Now, public disgust with political parties of the left and the right has propelled the 39-year-old Macron and his new En Marche! party to a current lead. It is assumed he will face Le Pen on May 7. But it’s unclear whether this former socialist and pro-Europe centrist can rally enough voters in that final round.
And, indeed, when I watched Macron and Le Pen (and three other candidates) face off in the first televised presidential debate, it reminded me of the famous W.B. Yeats quote, from “The Second Coming,” written in 1920 when the world was falling apart: “The best lack all conviction, while the worst are full of passionate intensity.”
The baby-faced Macron appeared weak and defensive under Le Pen’s barbed attacks, and he wandered all over the political map. She, on the other hand, banged her message out fiercely: The French need to take back their country from Muslims and multinational institutions (a populist theme that will sound familiar to anyone in the land of Trump).
However, Le Pen’s nasty populism revealed its face when she proclaimed: “I want to be president of the true Republic of France.” In other words, only those who support her are truly French. And the rest are … “enemies of the people”? (Again a line heard in the United States).
To make certain that true Frenchmen reign supreme, Le Pen wants to change the voting system in ways that benefit her party. Until that happy day, she wants to use popular referendums to circumvent parliament (where her party is unlikely to win a majority.)
“If she were elected it would change the country profoundly and might even lead to civil war,” says Simone Rodan-Benzaquen, the American Jewish Committee’s Paris director. Benzaquen adds that, while Le Pen herself disavows anti-Semitism, she retains high-level officials in her party known for their extremist and anti-Semitic ideas.
And a Le Pen victory would not only upend France but would have a frightening impact on Europe. She wants to close France’s borders and withdraw from NATO and the European Union, and she constantly whips up anti-German feeling.
“Her election would kill the Franco-German engine at the heart of the European project,” said Guardian columnist Natalie Nougayrede, at the Brussels Forum. “She has campaigned consistently against cooperation with Germany and Merkel.
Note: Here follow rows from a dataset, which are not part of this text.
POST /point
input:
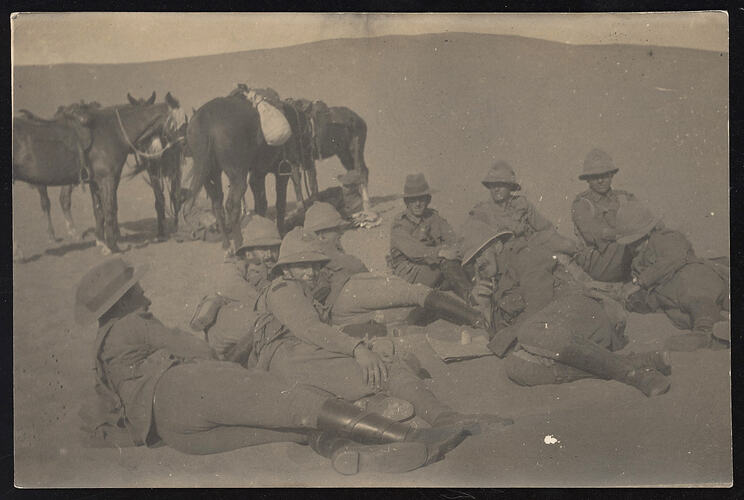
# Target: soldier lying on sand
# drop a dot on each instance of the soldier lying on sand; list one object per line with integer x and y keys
{"x": 160, "y": 384}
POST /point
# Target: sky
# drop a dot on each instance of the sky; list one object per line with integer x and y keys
{"x": 42, "y": 39}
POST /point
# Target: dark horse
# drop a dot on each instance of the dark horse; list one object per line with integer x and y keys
{"x": 225, "y": 136}
{"x": 40, "y": 158}
{"x": 334, "y": 131}
{"x": 69, "y": 124}
{"x": 162, "y": 165}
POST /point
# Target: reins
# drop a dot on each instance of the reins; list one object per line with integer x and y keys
{"x": 137, "y": 152}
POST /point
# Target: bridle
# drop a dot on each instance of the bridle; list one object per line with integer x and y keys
{"x": 141, "y": 154}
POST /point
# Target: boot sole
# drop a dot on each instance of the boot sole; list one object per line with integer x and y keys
{"x": 384, "y": 458}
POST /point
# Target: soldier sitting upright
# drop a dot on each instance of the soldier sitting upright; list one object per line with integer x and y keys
{"x": 670, "y": 277}
{"x": 423, "y": 246}
{"x": 594, "y": 212}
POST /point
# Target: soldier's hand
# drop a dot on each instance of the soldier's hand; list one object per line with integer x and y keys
{"x": 374, "y": 371}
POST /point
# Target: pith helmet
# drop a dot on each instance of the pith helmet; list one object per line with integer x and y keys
{"x": 415, "y": 186}
{"x": 323, "y": 216}
{"x": 297, "y": 249}
{"x": 597, "y": 162}
{"x": 633, "y": 222}
{"x": 260, "y": 232}
{"x": 501, "y": 173}
{"x": 476, "y": 236}
{"x": 102, "y": 287}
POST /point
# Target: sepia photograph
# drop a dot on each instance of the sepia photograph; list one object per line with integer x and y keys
{"x": 371, "y": 250}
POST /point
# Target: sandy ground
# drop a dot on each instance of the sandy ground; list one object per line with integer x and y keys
{"x": 609, "y": 433}
{"x": 662, "y": 116}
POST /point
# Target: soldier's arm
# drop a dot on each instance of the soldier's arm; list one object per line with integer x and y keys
{"x": 290, "y": 306}
{"x": 176, "y": 341}
{"x": 591, "y": 230}
{"x": 537, "y": 220}
{"x": 446, "y": 233}
{"x": 412, "y": 248}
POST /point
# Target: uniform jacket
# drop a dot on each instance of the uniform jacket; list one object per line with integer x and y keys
{"x": 418, "y": 241}
{"x": 594, "y": 216}
{"x": 293, "y": 315}
{"x": 335, "y": 273}
{"x": 518, "y": 215}
{"x": 242, "y": 281}
{"x": 131, "y": 354}
{"x": 660, "y": 257}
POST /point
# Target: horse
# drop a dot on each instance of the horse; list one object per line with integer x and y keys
{"x": 225, "y": 136}
{"x": 65, "y": 116}
{"x": 43, "y": 155}
{"x": 334, "y": 131}
{"x": 161, "y": 165}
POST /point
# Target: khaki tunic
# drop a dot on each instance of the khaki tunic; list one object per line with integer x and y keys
{"x": 415, "y": 244}
{"x": 594, "y": 215}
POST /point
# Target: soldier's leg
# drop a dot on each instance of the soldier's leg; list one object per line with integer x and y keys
{"x": 337, "y": 374}
{"x": 612, "y": 264}
{"x": 546, "y": 334}
{"x": 527, "y": 369}
{"x": 366, "y": 293}
{"x": 192, "y": 400}
{"x": 699, "y": 291}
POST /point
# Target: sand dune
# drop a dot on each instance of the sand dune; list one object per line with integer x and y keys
{"x": 446, "y": 105}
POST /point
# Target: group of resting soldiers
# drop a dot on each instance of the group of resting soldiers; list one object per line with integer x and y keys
{"x": 295, "y": 345}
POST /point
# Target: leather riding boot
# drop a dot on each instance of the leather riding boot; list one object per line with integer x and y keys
{"x": 658, "y": 360}
{"x": 348, "y": 421}
{"x": 453, "y": 310}
{"x": 455, "y": 276}
{"x": 348, "y": 457}
{"x": 597, "y": 360}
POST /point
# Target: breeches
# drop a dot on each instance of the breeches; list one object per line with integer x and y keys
{"x": 694, "y": 297}
{"x": 366, "y": 294}
{"x": 612, "y": 264}
{"x": 547, "y": 332}
{"x": 299, "y": 363}
{"x": 424, "y": 274}
{"x": 234, "y": 321}
{"x": 215, "y": 406}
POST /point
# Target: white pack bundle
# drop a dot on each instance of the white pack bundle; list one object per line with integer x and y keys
{"x": 274, "y": 125}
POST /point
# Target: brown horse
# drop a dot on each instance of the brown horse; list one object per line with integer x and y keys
{"x": 41, "y": 155}
{"x": 334, "y": 131}
{"x": 225, "y": 136}
{"x": 163, "y": 165}
{"x": 68, "y": 119}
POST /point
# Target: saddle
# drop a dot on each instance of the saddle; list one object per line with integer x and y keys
{"x": 70, "y": 128}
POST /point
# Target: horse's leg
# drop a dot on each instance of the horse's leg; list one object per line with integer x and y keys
{"x": 65, "y": 201}
{"x": 281, "y": 201}
{"x": 46, "y": 207}
{"x": 258, "y": 188}
{"x": 108, "y": 198}
{"x": 232, "y": 208}
{"x": 157, "y": 189}
{"x": 213, "y": 187}
{"x": 297, "y": 183}
{"x": 356, "y": 147}
{"x": 95, "y": 196}
{"x": 312, "y": 177}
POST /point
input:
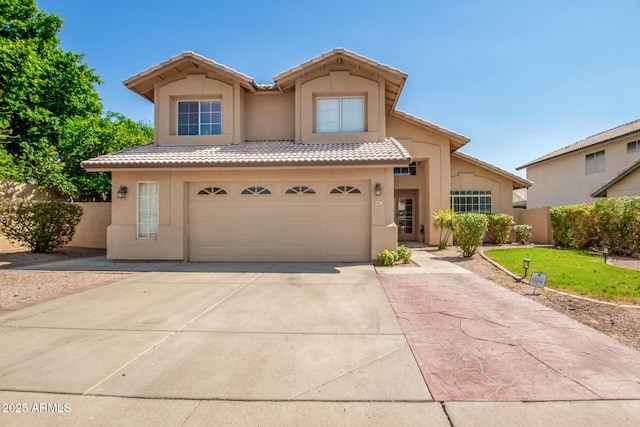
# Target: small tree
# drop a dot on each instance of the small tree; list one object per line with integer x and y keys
{"x": 443, "y": 221}
{"x": 469, "y": 230}
{"x": 41, "y": 226}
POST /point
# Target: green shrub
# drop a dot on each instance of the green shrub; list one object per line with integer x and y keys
{"x": 499, "y": 228}
{"x": 443, "y": 221}
{"x": 387, "y": 257}
{"x": 469, "y": 230}
{"x": 404, "y": 254}
{"x": 618, "y": 220}
{"x": 523, "y": 233}
{"x": 41, "y": 226}
{"x": 574, "y": 226}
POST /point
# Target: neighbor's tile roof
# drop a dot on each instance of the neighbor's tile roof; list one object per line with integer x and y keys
{"x": 259, "y": 153}
{"x": 599, "y": 138}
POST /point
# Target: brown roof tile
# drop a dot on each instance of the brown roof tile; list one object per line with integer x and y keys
{"x": 256, "y": 154}
{"x": 599, "y": 138}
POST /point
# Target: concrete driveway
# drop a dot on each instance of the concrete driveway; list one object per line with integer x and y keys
{"x": 320, "y": 337}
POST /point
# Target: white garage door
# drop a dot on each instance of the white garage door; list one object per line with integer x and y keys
{"x": 279, "y": 222}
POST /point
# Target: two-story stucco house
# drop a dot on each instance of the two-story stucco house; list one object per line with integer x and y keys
{"x": 318, "y": 166}
{"x": 602, "y": 165}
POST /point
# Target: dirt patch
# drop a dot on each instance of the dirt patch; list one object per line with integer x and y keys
{"x": 618, "y": 322}
{"x": 19, "y": 288}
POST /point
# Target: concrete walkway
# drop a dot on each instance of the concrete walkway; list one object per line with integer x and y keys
{"x": 308, "y": 344}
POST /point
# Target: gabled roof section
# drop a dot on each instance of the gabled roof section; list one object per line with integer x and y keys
{"x": 254, "y": 154}
{"x": 518, "y": 182}
{"x": 600, "y": 138}
{"x": 628, "y": 170}
{"x": 456, "y": 139}
{"x": 394, "y": 78}
{"x": 187, "y": 62}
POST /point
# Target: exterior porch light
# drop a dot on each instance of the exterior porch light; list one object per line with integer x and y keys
{"x": 122, "y": 192}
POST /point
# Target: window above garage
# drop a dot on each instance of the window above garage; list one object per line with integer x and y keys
{"x": 200, "y": 117}
{"x": 341, "y": 114}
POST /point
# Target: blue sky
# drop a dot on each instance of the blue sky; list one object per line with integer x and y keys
{"x": 520, "y": 78}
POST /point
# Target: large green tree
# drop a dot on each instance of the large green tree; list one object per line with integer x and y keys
{"x": 52, "y": 114}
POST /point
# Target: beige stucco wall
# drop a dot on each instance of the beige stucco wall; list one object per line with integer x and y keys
{"x": 172, "y": 242}
{"x": 340, "y": 83}
{"x": 90, "y": 232}
{"x": 540, "y": 221}
{"x": 430, "y": 150}
{"x": 563, "y": 181}
{"x": 467, "y": 176}
{"x": 629, "y": 186}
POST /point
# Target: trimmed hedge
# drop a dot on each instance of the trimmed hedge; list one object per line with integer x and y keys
{"x": 499, "y": 228}
{"x": 469, "y": 230}
{"x": 614, "y": 222}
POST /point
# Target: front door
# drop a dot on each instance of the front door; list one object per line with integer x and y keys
{"x": 405, "y": 218}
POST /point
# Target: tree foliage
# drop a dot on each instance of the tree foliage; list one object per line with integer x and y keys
{"x": 41, "y": 226}
{"x": 469, "y": 230}
{"x": 52, "y": 115}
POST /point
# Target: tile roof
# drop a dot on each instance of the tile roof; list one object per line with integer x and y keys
{"x": 628, "y": 170}
{"x": 518, "y": 182}
{"x": 253, "y": 154}
{"x": 599, "y": 138}
{"x": 460, "y": 139}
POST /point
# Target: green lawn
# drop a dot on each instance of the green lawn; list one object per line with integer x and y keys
{"x": 576, "y": 272}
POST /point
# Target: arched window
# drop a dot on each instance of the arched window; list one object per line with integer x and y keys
{"x": 212, "y": 191}
{"x": 255, "y": 191}
{"x": 345, "y": 189}
{"x": 300, "y": 189}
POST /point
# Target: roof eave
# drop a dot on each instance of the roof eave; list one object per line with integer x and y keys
{"x": 518, "y": 182}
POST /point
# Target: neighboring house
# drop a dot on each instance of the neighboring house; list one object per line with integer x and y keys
{"x": 603, "y": 165}
{"x": 319, "y": 166}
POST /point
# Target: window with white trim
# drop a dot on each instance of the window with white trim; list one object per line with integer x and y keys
{"x": 341, "y": 114}
{"x": 595, "y": 162}
{"x": 199, "y": 117}
{"x": 471, "y": 201}
{"x": 148, "y": 210}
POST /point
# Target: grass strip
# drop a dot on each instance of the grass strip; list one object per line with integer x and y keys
{"x": 575, "y": 272}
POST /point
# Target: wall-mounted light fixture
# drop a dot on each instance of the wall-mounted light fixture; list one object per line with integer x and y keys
{"x": 122, "y": 192}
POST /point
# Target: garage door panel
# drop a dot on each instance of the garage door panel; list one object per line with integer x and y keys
{"x": 280, "y": 227}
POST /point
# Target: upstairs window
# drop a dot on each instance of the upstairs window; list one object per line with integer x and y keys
{"x": 255, "y": 191}
{"x": 342, "y": 114}
{"x": 595, "y": 162}
{"x": 345, "y": 189}
{"x": 406, "y": 171}
{"x": 199, "y": 117}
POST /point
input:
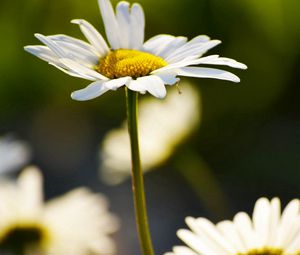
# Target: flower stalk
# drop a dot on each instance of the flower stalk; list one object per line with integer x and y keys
{"x": 137, "y": 174}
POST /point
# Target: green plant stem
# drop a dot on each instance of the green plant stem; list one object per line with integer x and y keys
{"x": 137, "y": 174}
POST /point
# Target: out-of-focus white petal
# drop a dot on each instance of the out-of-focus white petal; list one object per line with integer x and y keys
{"x": 158, "y": 137}
{"x": 31, "y": 192}
{"x": 92, "y": 91}
{"x": 13, "y": 154}
{"x": 77, "y": 223}
{"x": 93, "y": 36}
{"x": 245, "y": 236}
{"x": 203, "y": 72}
{"x": 80, "y": 219}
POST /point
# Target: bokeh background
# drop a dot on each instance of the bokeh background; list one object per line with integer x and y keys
{"x": 248, "y": 143}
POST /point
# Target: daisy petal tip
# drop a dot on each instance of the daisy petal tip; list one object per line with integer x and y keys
{"x": 76, "y": 97}
{"x": 38, "y": 35}
{"x": 76, "y": 21}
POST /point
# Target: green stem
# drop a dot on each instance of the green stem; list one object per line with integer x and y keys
{"x": 137, "y": 174}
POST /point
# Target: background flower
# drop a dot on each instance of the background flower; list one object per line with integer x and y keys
{"x": 13, "y": 154}
{"x": 77, "y": 223}
{"x": 249, "y": 131}
{"x": 163, "y": 125}
{"x": 269, "y": 232}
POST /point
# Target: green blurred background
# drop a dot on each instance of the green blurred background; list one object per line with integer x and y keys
{"x": 248, "y": 143}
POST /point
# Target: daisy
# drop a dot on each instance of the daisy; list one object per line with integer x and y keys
{"x": 77, "y": 223}
{"x": 268, "y": 232}
{"x": 158, "y": 137}
{"x": 128, "y": 60}
{"x": 13, "y": 154}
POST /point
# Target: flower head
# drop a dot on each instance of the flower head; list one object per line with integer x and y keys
{"x": 162, "y": 126}
{"x": 141, "y": 66}
{"x": 268, "y": 233}
{"x": 77, "y": 223}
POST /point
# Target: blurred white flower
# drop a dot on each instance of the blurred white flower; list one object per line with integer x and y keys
{"x": 77, "y": 223}
{"x": 13, "y": 154}
{"x": 268, "y": 233}
{"x": 129, "y": 61}
{"x": 162, "y": 126}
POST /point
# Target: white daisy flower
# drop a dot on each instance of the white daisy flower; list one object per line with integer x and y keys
{"x": 162, "y": 126}
{"x": 77, "y": 223}
{"x": 13, "y": 154}
{"x": 141, "y": 66}
{"x": 268, "y": 232}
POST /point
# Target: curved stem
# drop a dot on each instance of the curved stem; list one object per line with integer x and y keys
{"x": 137, "y": 174}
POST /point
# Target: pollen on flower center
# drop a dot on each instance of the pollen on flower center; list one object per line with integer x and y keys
{"x": 264, "y": 251}
{"x": 134, "y": 63}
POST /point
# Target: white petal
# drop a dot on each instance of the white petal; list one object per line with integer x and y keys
{"x": 274, "y": 221}
{"x": 82, "y": 70}
{"x": 43, "y": 52}
{"x": 231, "y": 235}
{"x": 288, "y": 227}
{"x": 244, "y": 226}
{"x": 93, "y": 36}
{"x": 72, "y": 40}
{"x": 116, "y": 83}
{"x": 173, "y": 45}
{"x": 136, "y": 86}
{"x": 52, "y": 45}
{"x": 182, "y": 250}
{"x": 194, "y": 51}
{"x": 110, "y": 24}
{"x": 83, "y": 56}
{"x": 261, "y": 222}
{"x": 208, "y": 232}
{"x": 168, "y": 78}
{"x": 195, "y": 42}
{"x": 154, "y": 85}
{"x": 30, "y": 182}
{"x": 221, "y": 61}
{"x": 158, "y": 44}
{"x": 123, "y": 18}
{"x": 137, "y": 27}
{"x": 92, "y": 91}
{"x": 61, "y": 67}
{"x": 195, "y": 242}
{"x": 203, "y": 72}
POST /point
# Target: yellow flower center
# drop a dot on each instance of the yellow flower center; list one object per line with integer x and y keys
{"x": 19, "y": 237}
{"x": 133, "y": 63}
{"x": 264, "y": 251}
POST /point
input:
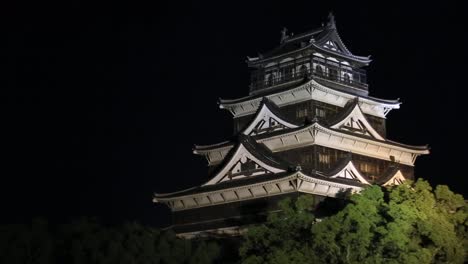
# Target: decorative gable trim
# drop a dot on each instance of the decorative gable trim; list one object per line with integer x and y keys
{"x": 266, "y": 121}
{"x": 242, "y": 164}
{"x": 397, "y": 179}
{"x": 350, "y": 172}
{"x": 356, "y": 122}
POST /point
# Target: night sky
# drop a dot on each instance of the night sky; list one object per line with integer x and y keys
{"x": 102, "y": 103}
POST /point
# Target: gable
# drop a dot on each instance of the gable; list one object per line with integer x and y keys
{"x": 241, "y": 165}
{"x": 331, "y": 45}
{"x": 350, "y": 172}
{"x": 397, "y": 179}
{"x": 356, "y": 122}
{"x": 266, "y": 121}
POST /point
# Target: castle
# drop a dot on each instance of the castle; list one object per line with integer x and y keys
{"x": 308, "y": 125}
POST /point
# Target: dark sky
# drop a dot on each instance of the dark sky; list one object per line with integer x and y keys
{"x": 102, "y": 103}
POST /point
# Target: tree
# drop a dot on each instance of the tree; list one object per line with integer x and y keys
{"x": 87, "y": 241}
{"x": 409, "y": 223}
{"x": 284, "y": 238}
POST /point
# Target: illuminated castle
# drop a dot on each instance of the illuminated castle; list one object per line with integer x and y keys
{"x": 308, "y": 125}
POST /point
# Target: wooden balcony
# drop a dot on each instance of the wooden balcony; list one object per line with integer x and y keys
{"x": 295, "y": 71}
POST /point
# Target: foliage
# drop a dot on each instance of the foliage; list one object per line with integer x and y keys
{"x": 86, "y": 241}
{"x": 284, "y": 238}
{"x": 410, "y": 223}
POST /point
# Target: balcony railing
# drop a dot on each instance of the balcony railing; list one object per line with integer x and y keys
{"x": 294, "y": 71}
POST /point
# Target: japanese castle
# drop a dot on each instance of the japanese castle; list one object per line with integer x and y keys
{"x": 308, "y": 125}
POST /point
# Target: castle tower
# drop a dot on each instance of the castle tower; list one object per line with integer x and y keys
{"x": 308, "y": 125}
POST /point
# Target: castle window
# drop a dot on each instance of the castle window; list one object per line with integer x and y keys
{"x": 346, "y": 78}
{"x": 332, "y": 73}
{"x": 303, "y": 71}
{"x": 300, "y": 113}
{"x": 319, "y": 112}
{"x": 307, "y": 159}
{"x": 324, "y": 158}
{"x": 269, "y": 79}
{"x": 318, "y": 70}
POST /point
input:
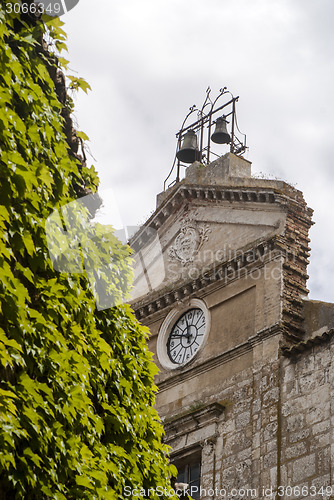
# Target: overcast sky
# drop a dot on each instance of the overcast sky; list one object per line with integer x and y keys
{"x": 148, "y": 61}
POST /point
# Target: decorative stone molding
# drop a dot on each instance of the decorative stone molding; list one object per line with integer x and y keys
{"x": 188, "y": 242}
{"x": 224, "y": 271}
{"x": 296, "y": 349}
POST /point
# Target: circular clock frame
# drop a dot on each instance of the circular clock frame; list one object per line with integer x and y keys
{"x": 170, "y": 325}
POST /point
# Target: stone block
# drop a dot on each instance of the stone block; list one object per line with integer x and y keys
{"x": 303, "y": 468}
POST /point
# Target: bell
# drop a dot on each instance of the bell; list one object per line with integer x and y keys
{"x": 220, "y": 135}
{"x": 188, "y": 153}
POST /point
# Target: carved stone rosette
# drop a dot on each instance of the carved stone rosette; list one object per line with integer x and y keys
{"x": 188, "y": 242}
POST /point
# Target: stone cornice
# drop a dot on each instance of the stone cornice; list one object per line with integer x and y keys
{"x": 308, "y": 344}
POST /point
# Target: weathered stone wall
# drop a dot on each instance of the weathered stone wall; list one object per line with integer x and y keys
{"x": 307, "y": 415}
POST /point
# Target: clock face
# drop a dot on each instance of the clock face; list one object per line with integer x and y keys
{"x": 186, "y": 336}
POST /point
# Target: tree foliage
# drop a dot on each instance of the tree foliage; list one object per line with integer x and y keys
{"x": 76, "y": 384}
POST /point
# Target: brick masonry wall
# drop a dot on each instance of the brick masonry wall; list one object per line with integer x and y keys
{"x": 277, "y": 429}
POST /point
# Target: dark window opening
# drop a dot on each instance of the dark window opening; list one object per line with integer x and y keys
{"x": 189, "y": 472}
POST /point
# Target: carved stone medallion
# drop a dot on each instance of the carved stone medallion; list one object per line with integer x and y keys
{"x": 188, "y": 242}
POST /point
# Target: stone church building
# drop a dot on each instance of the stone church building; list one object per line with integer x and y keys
{"x": 246, "y": 380}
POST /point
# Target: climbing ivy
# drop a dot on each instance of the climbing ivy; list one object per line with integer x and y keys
{"x": 76, "y": 384}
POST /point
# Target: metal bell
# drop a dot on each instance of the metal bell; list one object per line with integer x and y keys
{"x": 188, "y": 153}
{"x": 220, "y": 135}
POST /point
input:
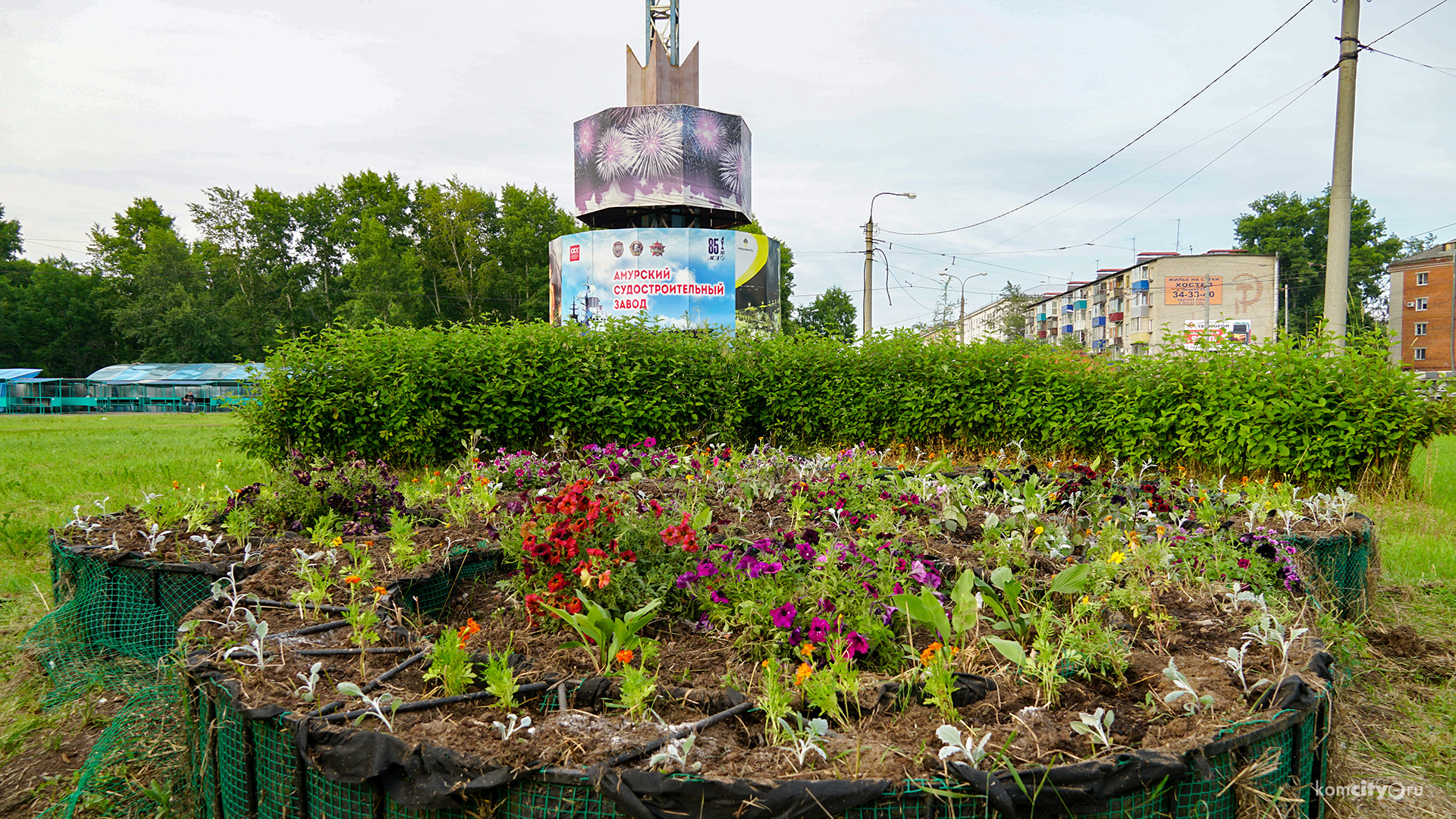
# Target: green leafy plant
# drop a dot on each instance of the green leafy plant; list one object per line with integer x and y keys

She would fuel hate and exacerbate tensions in society.”
In other words, the era of European cooperation spearheaded by the French-German partnership that ended the horrors of intra-European warfare would be shattered. And in its place? Well, Le Pen seems to envision a club of illiberal, nationalist-populist democracies, firmly ruled by representatives of the true people.
Perhaps her role model is Russia; she received a $10 million campaign loan from a Kremlin-friendly bank and has reportedly asked for more. And on Friday she traveled to Moscow to meet Putin; not surprisingly she has called for the lifting of sanctions on Russia for its invasion of Ukraine.
“It’s now the world of Putin, the world of Donald Trump,” Le Pen said after visiting the Kremlin. Yes, she really said that. Imagine a triumphant troika of Le Pen, Trump and Putin if she wins and Trump surmounts his Russian hacking problems.
Is this really the world that Americans (never mind the French) want?
By Trudy Rubin
Trudy Rubin is a columnist and editorial-board member for the Philadelphia Inquirer. -- Ed.